Still brings a tear to my eye.
No, my son did not subject me to the horror of Caillou. I just had to see the little brat in commercials and promos while my son was watching shows he actually liked on PBS.
But not all parents were as fortunate as I.
Many parents have confided in me their despair over having to watch and endure Caillou in all his whininess and terrible splendor.
However, not all is lost in regard to parents’ ongoing battle against Caillou.
In fact, the battle may in fact be already won.
Earlier this year, Caillou was actually cancelled.
Yes.
Finally, a cancellation we can all agree upon.
In January, the announcement was made, and, now, in March, the last episodes of Caillou have finally bid their farewell on PBS stations across North America.
In some ways, we can thank some elements of cancel culture for this.
Since 2015, parents have been complaining and protesting the cueball-headed little beast’s show on PBS, due to the fact that he sucks. Specifically, they mention that he’s mean, exhibits sociopathic behavior towards his family, and does things like smacking his babysitter and lying to his parents. The repeated letters and calls were enough to get four episodes of Caillou’s show banned.
It was a start.
Over the ensuing five years, momentum began to build, with more and more “Stop Caillou!” and “Cancel Caillou!” petitions being sent to PBS.

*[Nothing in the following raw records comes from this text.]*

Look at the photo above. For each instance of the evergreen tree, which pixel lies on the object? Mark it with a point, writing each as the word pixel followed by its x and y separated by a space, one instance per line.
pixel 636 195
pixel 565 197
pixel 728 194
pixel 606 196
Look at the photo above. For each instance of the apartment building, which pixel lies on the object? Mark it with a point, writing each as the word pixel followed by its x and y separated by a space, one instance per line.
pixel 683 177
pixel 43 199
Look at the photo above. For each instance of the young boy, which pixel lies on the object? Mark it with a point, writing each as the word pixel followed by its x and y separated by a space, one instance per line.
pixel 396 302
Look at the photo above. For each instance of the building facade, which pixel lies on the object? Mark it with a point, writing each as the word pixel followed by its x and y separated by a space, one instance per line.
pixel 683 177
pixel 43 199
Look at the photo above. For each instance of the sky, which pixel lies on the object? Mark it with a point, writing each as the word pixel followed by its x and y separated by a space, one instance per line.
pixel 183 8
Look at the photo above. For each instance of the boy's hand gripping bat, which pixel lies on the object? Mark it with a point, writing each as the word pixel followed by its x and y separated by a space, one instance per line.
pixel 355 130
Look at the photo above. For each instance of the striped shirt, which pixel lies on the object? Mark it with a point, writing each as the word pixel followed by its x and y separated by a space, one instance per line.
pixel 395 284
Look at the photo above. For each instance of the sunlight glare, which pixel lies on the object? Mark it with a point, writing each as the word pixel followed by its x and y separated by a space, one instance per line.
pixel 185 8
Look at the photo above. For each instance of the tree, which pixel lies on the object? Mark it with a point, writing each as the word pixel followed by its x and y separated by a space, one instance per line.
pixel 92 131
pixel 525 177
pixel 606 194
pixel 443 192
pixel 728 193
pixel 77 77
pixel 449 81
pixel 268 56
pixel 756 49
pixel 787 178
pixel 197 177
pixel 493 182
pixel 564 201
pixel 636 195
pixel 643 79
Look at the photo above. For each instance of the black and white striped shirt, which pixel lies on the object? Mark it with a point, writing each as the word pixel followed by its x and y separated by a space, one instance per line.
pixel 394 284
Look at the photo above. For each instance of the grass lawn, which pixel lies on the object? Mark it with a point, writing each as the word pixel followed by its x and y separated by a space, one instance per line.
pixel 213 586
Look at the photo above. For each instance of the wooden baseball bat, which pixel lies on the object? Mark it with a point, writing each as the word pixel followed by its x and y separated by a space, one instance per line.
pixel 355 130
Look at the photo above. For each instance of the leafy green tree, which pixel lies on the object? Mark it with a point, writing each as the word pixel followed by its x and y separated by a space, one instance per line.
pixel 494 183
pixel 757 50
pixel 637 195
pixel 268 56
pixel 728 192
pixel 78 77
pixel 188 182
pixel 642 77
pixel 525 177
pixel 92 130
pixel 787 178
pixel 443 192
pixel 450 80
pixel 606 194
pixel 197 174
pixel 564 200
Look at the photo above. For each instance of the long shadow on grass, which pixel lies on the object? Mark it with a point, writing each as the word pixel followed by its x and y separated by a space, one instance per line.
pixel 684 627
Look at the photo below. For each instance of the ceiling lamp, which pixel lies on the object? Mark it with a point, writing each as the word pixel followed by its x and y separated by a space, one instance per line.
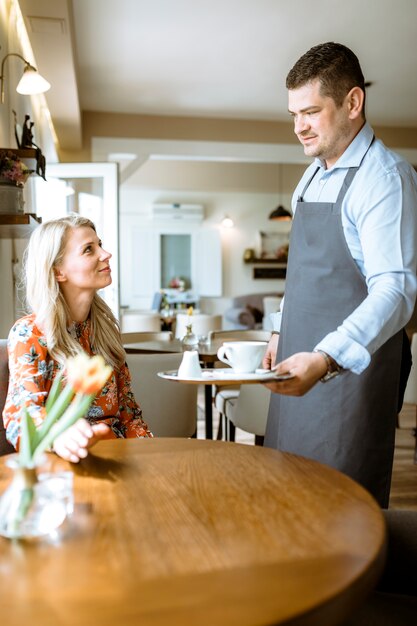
pixel 31 82
pixel 227 222
pixel 280 214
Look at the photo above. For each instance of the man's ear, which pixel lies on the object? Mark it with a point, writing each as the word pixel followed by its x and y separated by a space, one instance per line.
pixel 59 275
pixel 355 101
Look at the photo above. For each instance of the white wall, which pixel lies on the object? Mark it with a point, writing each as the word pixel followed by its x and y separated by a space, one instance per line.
pixel 249 212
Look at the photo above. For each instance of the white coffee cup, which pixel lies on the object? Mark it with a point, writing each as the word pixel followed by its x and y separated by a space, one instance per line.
pixel 190 365
pixel 244 356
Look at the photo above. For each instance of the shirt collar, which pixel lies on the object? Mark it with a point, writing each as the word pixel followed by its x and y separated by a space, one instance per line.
pixel 355 151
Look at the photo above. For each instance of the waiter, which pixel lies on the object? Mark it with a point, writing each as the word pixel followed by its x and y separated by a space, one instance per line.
pixel 351 281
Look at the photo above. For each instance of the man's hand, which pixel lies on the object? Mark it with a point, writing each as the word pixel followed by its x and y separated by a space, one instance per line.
pixel 306 367
pixel 73 444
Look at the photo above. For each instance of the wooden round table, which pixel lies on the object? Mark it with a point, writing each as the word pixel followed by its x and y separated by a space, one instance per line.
pixel 195 532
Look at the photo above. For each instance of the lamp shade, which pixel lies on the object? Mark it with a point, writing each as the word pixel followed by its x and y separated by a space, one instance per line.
pixel 280 214
pixel 32 82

Until, finally, something magical happened.
The little brat’s show was finally pulled from the air.
There was no fond farewell show. Caillou wasn’t seen moving away, or growing up, or being swallowed up by a black hole, or attacked by wolverines.
It was just gone.
Thus sparing current and future parents a nightmare which had been going on since the ’90s.
And so, if it somehow seems, over the past couple of months, that things have been a little less testy, a little less venomous, in the divides between people in this country, perhaps that’s why.
Perhaps we just all needed a cancellation we could agree upon.
Because nothing unites people like a shared hatred.
And nothing ever united most of America like its hatred of Caillou.